The term “trait” appeared very early in the biological literature and has been used as a proxy of organismal performance (Darwin 1859). Recently the traits are defined as morphological, physiological, phenological characteristics that can be measured or identified at the individual level (Violle et al. 2007). The recognition that the selection which determines the composition of the assemblages acts on traits rather than on species inspired the development of the trait-based approaches in the ecology. The approach became widespread in each level of biological organization, from individuals to ecosystems, and helped the understanding of the functioning of the systems.

In the common parlance of phytoplankton ecologists the term “trait” appeared only in the recent years, but in fact, the use of traits was always present in the phytoplankton studies. When relative abundance of heterocytic blue-greens, flagellated or vacuolated algae were contrasted with that of the other groups, performance of traits were compared. This however is not evident because in several cases taxonomic groups are compared in the studies, however, these groups might represent traits or trait combinations. Litchman and Klausmeier (2008) provided a conceptual framework that illustrates the nexus between various types of algal traits and their ecological function. This study was a great step towards the trait-based approaches. However in phytoplankton ecology, approaches, that are based on functional groups (FGs) had considerable attention in the recent years. In Reynolds’s system (Reynolds et al. 2002) the emphasis has been put on the habitat requirements of the taxa, thus species with different morphological properties could be assigned to the functional groups. In other proposals (Salmaso and Padisák 2007; Kruk et al. 2010) the groups were created by combination of morphological and physiological traits. Despite creation of the groups was different all three approaches were used successfully both in theoretical and practical studies. Partly this is the reason why the “classical” trait-based approaches received less attention in phytoplankton ecological studies.

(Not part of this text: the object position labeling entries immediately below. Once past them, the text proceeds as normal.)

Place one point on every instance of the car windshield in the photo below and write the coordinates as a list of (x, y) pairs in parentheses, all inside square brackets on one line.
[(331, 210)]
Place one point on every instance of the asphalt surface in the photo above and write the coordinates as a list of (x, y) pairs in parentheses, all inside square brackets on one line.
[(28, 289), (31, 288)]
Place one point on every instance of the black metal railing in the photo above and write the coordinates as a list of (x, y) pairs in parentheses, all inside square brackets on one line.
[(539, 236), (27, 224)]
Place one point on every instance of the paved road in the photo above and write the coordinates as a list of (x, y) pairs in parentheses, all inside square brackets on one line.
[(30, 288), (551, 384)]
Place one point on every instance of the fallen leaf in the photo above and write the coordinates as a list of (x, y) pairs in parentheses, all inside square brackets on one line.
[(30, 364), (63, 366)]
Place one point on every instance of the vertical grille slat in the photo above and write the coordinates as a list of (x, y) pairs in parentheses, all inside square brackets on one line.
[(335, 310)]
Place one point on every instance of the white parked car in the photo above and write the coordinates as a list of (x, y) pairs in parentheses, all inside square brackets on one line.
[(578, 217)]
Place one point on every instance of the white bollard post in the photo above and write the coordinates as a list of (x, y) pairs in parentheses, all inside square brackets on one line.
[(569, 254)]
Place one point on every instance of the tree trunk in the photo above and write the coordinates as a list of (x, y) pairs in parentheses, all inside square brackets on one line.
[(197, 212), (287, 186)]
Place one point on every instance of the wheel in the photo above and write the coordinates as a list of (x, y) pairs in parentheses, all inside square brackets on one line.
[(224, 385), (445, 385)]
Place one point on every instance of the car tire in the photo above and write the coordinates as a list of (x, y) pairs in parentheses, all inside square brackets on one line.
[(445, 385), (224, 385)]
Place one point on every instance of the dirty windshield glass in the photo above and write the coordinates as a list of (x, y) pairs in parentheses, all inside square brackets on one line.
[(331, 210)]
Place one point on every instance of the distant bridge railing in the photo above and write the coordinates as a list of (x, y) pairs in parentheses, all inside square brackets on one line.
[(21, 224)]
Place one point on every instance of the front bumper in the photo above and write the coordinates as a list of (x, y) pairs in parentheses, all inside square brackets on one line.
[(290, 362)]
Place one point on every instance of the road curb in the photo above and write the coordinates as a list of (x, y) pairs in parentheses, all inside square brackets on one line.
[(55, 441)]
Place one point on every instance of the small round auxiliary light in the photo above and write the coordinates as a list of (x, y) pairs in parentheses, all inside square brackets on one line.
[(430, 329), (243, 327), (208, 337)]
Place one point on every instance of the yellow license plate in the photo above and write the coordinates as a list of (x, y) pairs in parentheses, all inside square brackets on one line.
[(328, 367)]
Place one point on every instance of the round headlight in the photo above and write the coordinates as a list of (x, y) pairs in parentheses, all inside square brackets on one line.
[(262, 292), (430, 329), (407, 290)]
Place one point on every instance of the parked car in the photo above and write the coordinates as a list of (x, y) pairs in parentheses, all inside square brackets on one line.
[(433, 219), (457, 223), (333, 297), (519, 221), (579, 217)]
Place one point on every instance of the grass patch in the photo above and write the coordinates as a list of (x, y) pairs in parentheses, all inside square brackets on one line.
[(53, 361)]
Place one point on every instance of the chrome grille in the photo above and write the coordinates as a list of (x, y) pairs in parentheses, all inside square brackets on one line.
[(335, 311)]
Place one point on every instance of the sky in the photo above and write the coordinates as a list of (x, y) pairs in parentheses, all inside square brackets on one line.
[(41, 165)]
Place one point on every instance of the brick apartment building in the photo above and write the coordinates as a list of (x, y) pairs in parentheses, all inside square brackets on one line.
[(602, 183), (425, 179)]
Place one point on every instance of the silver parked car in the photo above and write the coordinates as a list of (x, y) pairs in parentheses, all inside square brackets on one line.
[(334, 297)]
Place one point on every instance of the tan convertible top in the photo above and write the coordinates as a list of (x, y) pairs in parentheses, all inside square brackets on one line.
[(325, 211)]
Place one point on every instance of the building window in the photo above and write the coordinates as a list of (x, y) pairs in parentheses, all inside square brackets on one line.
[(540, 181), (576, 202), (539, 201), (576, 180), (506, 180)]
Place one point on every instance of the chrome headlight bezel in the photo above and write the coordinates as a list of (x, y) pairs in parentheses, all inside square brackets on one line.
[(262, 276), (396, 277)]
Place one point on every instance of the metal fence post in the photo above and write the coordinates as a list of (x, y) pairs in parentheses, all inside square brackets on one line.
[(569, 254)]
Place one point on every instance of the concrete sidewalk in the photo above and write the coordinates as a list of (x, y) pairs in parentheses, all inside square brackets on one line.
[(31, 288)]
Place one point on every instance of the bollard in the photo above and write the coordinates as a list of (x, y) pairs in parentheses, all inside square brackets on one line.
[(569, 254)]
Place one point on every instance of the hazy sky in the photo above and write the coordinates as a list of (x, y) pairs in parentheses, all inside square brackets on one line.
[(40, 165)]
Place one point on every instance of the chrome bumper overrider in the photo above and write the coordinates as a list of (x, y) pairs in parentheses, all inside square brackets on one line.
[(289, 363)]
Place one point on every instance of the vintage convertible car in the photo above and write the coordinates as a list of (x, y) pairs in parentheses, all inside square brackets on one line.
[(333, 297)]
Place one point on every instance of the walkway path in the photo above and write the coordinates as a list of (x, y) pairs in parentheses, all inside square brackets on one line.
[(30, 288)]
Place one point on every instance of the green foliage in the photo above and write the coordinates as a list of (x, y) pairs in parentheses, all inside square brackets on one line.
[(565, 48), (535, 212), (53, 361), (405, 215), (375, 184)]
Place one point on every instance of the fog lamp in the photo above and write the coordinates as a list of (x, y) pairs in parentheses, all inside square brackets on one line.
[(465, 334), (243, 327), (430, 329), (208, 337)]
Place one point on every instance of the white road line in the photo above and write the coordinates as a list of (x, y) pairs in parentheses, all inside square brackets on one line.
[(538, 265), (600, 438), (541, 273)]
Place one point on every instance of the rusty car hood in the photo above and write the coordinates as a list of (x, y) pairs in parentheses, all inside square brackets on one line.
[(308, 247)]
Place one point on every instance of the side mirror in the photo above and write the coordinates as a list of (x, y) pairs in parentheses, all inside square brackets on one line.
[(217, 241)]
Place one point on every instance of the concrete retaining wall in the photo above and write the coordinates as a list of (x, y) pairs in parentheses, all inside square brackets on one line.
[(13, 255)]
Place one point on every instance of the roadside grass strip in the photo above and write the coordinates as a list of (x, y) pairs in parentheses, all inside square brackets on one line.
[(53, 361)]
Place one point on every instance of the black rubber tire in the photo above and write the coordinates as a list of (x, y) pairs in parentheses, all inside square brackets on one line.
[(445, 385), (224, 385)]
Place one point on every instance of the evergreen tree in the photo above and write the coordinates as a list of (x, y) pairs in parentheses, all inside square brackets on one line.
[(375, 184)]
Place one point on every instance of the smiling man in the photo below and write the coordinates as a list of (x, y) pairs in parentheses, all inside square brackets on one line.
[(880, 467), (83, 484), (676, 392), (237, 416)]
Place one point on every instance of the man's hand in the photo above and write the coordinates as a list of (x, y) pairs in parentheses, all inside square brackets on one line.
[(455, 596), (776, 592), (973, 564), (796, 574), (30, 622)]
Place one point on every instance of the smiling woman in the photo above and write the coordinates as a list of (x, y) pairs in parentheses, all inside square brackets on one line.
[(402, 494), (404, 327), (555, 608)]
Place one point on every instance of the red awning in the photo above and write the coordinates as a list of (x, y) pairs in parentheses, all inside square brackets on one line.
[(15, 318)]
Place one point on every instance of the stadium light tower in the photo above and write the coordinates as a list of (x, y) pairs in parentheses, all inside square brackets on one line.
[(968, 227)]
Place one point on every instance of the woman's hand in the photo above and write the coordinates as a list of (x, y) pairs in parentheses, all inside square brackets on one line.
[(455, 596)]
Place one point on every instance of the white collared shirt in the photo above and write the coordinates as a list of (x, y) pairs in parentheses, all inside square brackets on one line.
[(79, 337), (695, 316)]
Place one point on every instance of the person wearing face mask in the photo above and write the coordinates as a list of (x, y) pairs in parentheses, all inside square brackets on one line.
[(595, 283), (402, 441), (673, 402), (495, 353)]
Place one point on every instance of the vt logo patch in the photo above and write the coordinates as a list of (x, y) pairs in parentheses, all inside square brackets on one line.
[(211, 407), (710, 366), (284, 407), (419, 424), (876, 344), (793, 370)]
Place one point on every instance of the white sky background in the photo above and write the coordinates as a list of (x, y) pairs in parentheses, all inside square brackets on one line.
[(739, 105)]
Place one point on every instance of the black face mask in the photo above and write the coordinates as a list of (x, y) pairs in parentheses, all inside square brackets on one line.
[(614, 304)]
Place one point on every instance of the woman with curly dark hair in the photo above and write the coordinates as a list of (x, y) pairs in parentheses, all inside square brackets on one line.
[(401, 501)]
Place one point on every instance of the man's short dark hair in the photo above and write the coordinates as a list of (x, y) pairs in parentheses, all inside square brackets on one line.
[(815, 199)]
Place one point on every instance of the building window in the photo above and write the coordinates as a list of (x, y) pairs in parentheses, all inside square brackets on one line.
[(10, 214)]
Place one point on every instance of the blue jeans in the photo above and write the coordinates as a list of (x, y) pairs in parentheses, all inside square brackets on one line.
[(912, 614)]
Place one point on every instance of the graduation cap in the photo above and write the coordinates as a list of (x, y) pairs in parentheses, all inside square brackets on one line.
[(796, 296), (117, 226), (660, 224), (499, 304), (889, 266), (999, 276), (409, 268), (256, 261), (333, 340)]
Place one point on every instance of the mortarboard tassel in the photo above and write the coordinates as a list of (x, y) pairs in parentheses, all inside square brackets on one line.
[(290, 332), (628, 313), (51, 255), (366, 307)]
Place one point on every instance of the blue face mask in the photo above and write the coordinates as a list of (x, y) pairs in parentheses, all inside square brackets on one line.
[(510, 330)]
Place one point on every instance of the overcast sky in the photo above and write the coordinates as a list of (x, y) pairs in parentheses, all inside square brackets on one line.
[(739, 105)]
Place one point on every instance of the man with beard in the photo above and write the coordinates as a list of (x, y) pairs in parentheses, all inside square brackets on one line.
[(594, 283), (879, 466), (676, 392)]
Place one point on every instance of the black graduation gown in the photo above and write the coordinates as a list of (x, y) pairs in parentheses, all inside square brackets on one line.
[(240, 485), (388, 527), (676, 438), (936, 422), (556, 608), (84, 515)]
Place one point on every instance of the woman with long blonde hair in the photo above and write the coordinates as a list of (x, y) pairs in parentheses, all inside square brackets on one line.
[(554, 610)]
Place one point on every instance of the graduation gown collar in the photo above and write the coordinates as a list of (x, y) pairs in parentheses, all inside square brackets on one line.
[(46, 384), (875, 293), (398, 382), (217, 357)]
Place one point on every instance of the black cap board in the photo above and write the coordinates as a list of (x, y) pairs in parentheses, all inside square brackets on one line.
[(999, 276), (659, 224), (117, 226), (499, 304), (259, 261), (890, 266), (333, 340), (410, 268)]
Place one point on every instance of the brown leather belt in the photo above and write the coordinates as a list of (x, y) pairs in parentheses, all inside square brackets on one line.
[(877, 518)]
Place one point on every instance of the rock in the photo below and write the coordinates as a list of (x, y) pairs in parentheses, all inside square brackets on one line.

The recent development in plant and animal community ecology was largely due to the widespread use of trait-based approaches, therefore the organizers would like to ask the potential participants to focus on these approaches, and to place their results in functional context. The aim of the 19th IAP meeting will be to enhance the communication among experts of each functional approach, and provide an elementary basis for combining the “group” and “trait” approaches for the development of phytoplankton ecology.

The organizers ask potential participants to focus primarily (i) on the “trait-based” functional approach in general, and (ii) on the combination of different functional approaches, especially of the functional group and the trait-based concepts. To avoid ambiguous definitions that are frequently found in the literature we listed some that might help the orientation of the participants.

  • Functional traits are defined as those components of an organism’s phenotype that determine its effect on ecosystem processes (Petchey and Gaston, 2006).
  • Functional traits are defined as the characteristics of an organism that determine its performance in response to the environment and/or its effects on ecosystem functioning (Bulleri et al., 2008).
  • Traits are defined here as species characters that are quantifiable. There are obviously a large number of potentially relevant traits for a given ecosystem process that are measured on a mixture of scales (binary, nominal, ordinal, and quantitative) (Ricotta and Moretti, 2011).
  • …, we suggest that traits be used at the level of the individual only, with the following definition: a trait is any morphological, physiological or phenological feature measurable at the individual level, from the cell to the whole-organism level, without reference to the environment or any other level of organization (Violle et al., 2007).


Although IAP meetings are considered as forums where phytoplankton ecologists share their new results and ideas with their colleagues, experts dealing with trait-based approaches in benthic algal assemblages are also welcome to join the symposium.


Bulleri, F., Bruno, J.F. and Benedetti-Cecchi, L., 2008. Beyond competition: incorporating positive interactions between species to predict ecosystem invasibility. PLoS biology, 6(6), p.e162.

Darwin, C., 1859. On the origin of species,

Kruk C., Peeters E.T.H.M., Van Nes E.H., Huszar V.L.M., Costa L.S. & Scheffer  M. (2011) Phytoplankton community composition can be predicted best in terms of morphological groups. Limnology & Oceanography, 56, 110-118.

Petchey, O. L., and K. J. Gaston. 2006. Functional diversity: back to basics and looking forward. Ecology Letters 9:741-758.

Reynolds C.S., Huszar V., Kruk C., Naselli-Flores L. & Melo S. (2002) Towards a functional classification of the freshwater phytoplankton. Journal of Plankton Research, 24, 417-428.

Ricotta, C. and Moretti, M., 2011. CWM and Rao’s quadratic diversity: a unified framework for functional ecology. Oecologia, 167(1), pp.181-188.

Salmaso N. & Padisák J. (2007) Morpho-Functional Groups and phytoplankton development in two deep lakes (Lake Garda, Italy and Lake Stechlin, Germany). Hydrobiologia, 578, 97-112.

Violle C., Navas M.-L., Vile D., Kazakou E., Fortunel C., Hummel I. & Garnier E. (2007) Let the concept of trait be functional! Oikos, 116, 882-892.